Looking Ahead: Mass Manufacturing and Ergonomics

The prototype device is the proof of the capture contract, not the end-state product. The architecture is validated and moving forward, our engineering effort splits into two primary paths to make it fleet-ready.

Path 1 - Ergonomics & Form Factor

The rig must be lightweight, unobtrusive, and comfortable enough for multi-hour data collection sessions. This requires migrating from development boards to custom PCB hardware. Our current target is a total rig weight comparable to a hat, with a profile that does not constrain head movement or field of view.

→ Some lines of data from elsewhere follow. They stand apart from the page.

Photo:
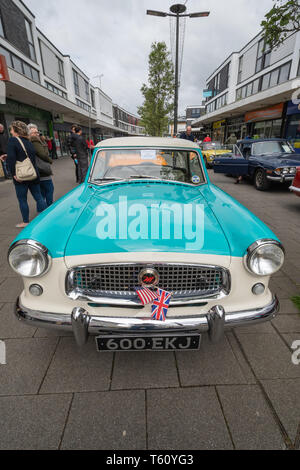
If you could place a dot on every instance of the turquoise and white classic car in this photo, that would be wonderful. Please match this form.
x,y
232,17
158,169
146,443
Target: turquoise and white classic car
x,y
147,221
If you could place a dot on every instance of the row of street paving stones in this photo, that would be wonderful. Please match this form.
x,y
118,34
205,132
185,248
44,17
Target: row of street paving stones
x,y
241,394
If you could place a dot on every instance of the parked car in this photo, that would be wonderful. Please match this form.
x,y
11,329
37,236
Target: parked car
x,y
263,161
295,188
147,216
210,150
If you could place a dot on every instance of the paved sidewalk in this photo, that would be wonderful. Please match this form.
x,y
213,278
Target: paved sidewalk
x,y
240,394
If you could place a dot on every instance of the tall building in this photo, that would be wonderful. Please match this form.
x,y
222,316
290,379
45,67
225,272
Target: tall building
x,y
46,86
251,93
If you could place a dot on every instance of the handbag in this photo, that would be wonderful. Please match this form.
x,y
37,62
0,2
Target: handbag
x,y
25,170
43,167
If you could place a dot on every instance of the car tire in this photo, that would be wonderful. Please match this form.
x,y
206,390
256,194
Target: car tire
x,y
260,180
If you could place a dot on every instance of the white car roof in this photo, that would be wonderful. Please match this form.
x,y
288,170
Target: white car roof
x,y
148,142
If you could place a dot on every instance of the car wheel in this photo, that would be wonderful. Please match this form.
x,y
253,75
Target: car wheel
x,y
260,180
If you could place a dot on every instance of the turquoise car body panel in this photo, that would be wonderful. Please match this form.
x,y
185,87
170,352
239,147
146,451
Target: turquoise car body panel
x,y
71,226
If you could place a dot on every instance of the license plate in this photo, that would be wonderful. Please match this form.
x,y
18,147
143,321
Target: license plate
x,y
148,343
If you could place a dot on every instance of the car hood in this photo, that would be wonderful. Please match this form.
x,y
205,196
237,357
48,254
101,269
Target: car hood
x,y
149,216
282,160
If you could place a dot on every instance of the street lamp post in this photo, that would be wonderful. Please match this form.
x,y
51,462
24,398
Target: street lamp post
x,y
178,11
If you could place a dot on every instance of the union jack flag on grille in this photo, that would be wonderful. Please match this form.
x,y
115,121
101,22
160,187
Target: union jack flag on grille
x,y
146,295
160,306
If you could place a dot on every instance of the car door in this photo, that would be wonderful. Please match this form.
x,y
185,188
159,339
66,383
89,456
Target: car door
x,y
234,163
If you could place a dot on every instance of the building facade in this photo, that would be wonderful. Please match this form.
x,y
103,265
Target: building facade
x,y
46,87
251,93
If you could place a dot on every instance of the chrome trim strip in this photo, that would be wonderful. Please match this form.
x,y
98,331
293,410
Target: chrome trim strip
x,y
213,322
295,189
79,294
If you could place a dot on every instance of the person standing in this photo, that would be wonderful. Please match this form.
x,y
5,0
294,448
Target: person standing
x,y
188,135
42,153
72,150
81,154
16,153
232,140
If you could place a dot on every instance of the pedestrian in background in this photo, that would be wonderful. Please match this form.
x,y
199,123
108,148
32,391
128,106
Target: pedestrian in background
x,y
188,135
81,154
3,154
232,140
16,153
72,150
44,163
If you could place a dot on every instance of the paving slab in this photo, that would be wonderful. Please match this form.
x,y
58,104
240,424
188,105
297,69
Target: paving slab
x,y
249,418
288,307
186,419
268,355
287,323
27,363
78,370
11,327
213,364
106,421
10,289
33,422
144,370
285,397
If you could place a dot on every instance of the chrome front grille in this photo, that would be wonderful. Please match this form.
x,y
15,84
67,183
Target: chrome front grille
x,y
120,280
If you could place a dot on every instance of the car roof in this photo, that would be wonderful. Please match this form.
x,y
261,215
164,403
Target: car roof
x,y
159,142
251,141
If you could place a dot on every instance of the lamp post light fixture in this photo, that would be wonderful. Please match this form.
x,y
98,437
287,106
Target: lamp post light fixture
x,y
178,11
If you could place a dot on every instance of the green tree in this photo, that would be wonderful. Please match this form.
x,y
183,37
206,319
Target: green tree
x,y
159,93
281,21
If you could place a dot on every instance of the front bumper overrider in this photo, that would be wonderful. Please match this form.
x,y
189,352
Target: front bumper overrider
x,y
82,324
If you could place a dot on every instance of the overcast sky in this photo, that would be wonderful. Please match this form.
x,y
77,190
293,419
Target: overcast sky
x,y
114,37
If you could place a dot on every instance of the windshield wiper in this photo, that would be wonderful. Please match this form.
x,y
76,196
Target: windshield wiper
x,y
145,177
109,179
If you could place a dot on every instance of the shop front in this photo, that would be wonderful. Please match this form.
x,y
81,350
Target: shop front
x,y
236,126
265,123
292,132
219,131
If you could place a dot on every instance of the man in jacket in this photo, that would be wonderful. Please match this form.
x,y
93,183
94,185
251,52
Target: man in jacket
x,y
81,154
42,156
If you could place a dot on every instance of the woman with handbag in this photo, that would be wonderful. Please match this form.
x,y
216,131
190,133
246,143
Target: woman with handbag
x,y
43,162
22,165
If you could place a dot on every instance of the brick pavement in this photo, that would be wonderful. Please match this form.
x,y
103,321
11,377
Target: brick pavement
x,y
240,394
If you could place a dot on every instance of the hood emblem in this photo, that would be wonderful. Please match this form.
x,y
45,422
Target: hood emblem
x,y
148,277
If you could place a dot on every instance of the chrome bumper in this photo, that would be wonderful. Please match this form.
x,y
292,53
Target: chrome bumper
x,y
82,324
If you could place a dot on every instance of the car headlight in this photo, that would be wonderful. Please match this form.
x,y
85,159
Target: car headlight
x,y
29,258
265,257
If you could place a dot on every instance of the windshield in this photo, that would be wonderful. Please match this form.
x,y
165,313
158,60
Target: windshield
x,y
272,147
212,146
170,165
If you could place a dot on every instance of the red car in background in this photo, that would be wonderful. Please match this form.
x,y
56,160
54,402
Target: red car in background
x,y
295,188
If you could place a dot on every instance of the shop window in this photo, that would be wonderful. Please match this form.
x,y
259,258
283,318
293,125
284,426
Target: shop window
x,y
284,73
265,84
274,77
17,64
1,27
255,88
7,56
30,40
263,56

Path 2 - Cost-Efficient Fleet Manufacturing

Fleet-scale deployment demands designing for cost-efficiency. We are rationalising our sensor stack and component selection for mass manufacturing at an optimised BOM. This is the threshold at which deploying hundreds of rigs simultaneously becomes operationally viable.

Key Terms & Acronyms

VLA
Vision-Language-Action model. A neural architecture that jointly processes visual input, language instructions, and physical actions. Currently the dominant paradigm for robot policy learning.
JEPA
Joint-Embedding Predictive Architecture. A self-supervised framework that predicts abstract representations rather than raw pixels. An emerging contrastive competitor to VLA.
IMU
Inertial Measurement Unit. A sensor combining accelerometers and gyroscopes to measure 3D motion.
6DoF
Six Degrees of Freedom: translation along X/Y/Z axes and rotation (roll, pitch, yaw).